Age-related susceptibility of ferrets to SARS-CoV-2 infection.

Susceptibility to SARS-CoV-2 and the outcome of COVID-19 have been linked to underlying health conditions and the age of affected individuals. Here we assessed the effect of age on SARS-CoV-2 infection using a ferret model. For this, young (6-month-old) and aged (18-to-39-month-old) ferrets were inoculated intranasally with various doses of SARS-CoV-2. By using infectious virus shedding in respiratory secretions and seroconversion, we estimated that the infectious dose of SARS-CoV-2 in aged animals is ∼32 plaque forming units (PFU) per animal while in young animals it was estimated to be ∼100 PFU. We showed that viral replication in the upper respiratory tract and shedding in respiratory secretions is enhanced in aged ferrets when compared to young animals.
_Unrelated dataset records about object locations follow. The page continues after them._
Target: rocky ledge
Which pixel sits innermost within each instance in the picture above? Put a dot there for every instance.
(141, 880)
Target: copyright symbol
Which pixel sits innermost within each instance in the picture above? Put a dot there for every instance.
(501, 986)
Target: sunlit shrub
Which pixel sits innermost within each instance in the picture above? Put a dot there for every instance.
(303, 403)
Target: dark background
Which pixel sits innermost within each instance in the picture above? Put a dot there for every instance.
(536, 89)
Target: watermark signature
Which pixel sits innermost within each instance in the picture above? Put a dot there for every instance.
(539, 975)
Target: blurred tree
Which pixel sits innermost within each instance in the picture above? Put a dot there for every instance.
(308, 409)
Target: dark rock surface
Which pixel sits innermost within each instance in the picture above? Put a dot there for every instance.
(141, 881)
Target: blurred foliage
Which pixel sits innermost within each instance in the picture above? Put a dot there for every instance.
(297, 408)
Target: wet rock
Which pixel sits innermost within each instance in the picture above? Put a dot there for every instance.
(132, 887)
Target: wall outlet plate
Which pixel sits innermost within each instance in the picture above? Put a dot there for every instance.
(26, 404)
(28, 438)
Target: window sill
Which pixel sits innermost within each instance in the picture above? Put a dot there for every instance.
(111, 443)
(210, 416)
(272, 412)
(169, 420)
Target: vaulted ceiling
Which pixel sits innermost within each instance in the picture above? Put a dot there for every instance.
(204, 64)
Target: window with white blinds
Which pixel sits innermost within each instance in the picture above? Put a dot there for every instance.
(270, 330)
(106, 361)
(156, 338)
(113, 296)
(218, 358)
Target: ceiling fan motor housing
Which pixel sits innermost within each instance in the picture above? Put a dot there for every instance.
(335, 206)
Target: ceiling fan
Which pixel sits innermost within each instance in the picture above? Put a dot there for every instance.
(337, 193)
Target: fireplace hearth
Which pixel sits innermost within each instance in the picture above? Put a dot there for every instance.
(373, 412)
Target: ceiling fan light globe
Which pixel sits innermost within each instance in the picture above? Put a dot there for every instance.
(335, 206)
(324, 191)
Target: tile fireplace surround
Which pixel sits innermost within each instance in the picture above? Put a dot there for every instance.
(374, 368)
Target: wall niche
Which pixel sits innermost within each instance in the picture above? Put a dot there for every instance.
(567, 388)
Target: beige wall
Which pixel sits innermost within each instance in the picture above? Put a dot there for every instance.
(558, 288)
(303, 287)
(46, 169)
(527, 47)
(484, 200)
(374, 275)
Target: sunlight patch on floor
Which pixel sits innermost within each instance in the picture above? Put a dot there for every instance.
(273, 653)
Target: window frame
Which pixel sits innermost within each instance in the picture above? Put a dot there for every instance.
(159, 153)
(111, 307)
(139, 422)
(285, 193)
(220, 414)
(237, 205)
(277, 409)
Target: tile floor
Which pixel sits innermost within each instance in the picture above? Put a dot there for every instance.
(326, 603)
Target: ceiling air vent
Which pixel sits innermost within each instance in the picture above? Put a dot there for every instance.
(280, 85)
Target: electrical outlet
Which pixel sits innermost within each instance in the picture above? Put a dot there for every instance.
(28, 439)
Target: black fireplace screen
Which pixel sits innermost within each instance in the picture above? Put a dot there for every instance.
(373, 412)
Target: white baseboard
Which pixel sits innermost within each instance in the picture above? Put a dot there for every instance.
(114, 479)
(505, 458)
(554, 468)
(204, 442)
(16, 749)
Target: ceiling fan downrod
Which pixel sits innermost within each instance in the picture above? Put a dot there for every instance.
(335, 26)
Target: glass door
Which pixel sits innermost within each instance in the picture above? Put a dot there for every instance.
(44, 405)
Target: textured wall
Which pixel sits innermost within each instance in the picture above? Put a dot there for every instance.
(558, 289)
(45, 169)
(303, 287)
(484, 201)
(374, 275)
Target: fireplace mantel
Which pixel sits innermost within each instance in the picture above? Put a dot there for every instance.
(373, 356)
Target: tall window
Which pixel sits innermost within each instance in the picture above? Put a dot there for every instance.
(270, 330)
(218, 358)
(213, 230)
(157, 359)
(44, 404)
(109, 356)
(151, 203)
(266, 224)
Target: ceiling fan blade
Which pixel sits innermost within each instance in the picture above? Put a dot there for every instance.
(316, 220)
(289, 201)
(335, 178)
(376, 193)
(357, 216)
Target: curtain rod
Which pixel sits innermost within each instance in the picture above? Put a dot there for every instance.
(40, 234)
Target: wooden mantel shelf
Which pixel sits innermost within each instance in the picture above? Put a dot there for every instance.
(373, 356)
Similar to observations in humans, this was associated with higher transcription levels of two key viral entry factors - ACE2 and TMPRSS2 - in the upper respiratory tract of aged ferrets. Importance In humans, ACE2 and TMPRSS2 are expressed in various cells and tissues, and a differential expression have been described in young and old people, with a higher level of expressing cells being detected in the nasal brushing of older people when compared to young individuals. We described the same pattern occurring in ferrets and we demonstrated that age affects susceptibility of ferrets to SARS-CoV-2. Aged animals were more likely to get infected when exposed to lower infectious dose of the virus when compared to young animals and the viral replication in the URT and shedding is enhanced in aged ferrets. Together these results suggest that the higher infectivity and enhanced ability of SARS-CoV-2 to replicate in aged individuals is associated - at least in part - with transcription levels of ACE2 and TMPRSS2 at the sites of virus entry. The young and aged ferret model developed here may represent a great platform to assess age-related differences in SARS-CoV-2 infection dynamics and replication.